Comments on: What is the maximum recall in re Biomet? William Webber's E-Discovery Consulting Blog Tue, 23 Sep 2014 06:24:50 +0000 hourly 1 By: Highlights from the East Coast eDiscovery & IG Retreat 2014 | Clustify Blog – eDiscovery, Document Clustering, Predictive Coding, Information Retrieval, and Software Development Tue, 23 Sep 2014 06:24:50 +0000 […] Is it OK to use keyword search to cull down the document population before applying predictive coding?  Must be careful not to cull away too many of the relevant documents (e.g., the Biomet case). […]

By: william Mon, 06 May 2013 14:16:16 +0000 James,

I'd committed a calculation error myself -- the null set was 15.6 million, not 16.6 million, document (corrected in post). This would be undeduplicated, if I read the affidavit correctly.
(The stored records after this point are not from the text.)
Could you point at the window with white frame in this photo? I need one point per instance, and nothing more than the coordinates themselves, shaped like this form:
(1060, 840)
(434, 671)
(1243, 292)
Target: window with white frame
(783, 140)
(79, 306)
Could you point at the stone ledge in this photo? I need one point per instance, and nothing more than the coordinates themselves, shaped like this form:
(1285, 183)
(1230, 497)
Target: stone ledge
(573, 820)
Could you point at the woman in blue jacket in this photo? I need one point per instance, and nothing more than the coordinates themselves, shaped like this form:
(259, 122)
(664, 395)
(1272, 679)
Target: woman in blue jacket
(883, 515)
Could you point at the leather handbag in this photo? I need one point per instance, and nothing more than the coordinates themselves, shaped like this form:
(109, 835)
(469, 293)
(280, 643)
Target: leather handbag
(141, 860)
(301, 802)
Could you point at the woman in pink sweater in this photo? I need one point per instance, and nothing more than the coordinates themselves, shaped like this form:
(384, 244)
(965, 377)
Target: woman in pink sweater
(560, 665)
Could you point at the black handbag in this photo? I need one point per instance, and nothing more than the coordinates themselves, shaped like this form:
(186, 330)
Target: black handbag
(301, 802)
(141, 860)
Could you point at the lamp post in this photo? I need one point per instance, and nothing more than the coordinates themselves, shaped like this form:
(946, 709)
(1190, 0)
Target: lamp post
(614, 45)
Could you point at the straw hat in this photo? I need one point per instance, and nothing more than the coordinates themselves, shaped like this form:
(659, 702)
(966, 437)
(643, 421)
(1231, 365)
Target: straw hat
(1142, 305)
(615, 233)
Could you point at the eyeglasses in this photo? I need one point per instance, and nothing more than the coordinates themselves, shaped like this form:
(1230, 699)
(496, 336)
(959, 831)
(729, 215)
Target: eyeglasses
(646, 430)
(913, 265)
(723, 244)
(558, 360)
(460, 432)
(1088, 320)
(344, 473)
That still means that around 40% of the responsive material is excluded by the keyword filter.

By: James Keuning Mon, 06 May 2013 00:16:23 +0000 Thanks for writing this. I am still chewing on the numbers. I have asked a few questions on some other blogs and haven't gotten a response (

One questions about your numbers - you say that the 16.6 million were sampled. My understanding is that only the 15.5 null set was sampled - the 1.4 million documents which were duplicated out were not sampled. Thus we do not know the responsiveness of the duped out docs. Perhaps they were 100% responsive, perhaps zero!

"The remaining 15,576,529 documents not selected by keywords (referred to as the “null set”)..."

"To obtain the relevance rate of the null set, Biomet reviewed a random sample of 4,146 documents..."

By: Greg A. Wed, 01 May 2013 20:58:18 +0000 Putting aside the issue of the incorrect math, I think you rightly note that this case hinges on the efficacy of the keyword searches. I think it is a bit too broad of a brush to say that search terms will always exclude a (unreasonably) large amount of relevant documents.

There are widely known methodologies to test and improve search term recall and precision. Used correctly, I think that search terms are still an efficient and defensible means to cull the review universe prior to the application of predictive coding. I don't think you will hear that very much from the vendor side as it doesn't sell per gigabyte predictive coding charges.

In this case, what is not clear is whether any of these techniques were used and there is not any analysis that the search terms' recall was reasonable in proportion to the additional cost necessary to improve the recall.

I'll let Losey speak as to the lower bounds of acceptable recall for either search terms or predictive coding, but my two cents is that the test should be on the basis of proportionality.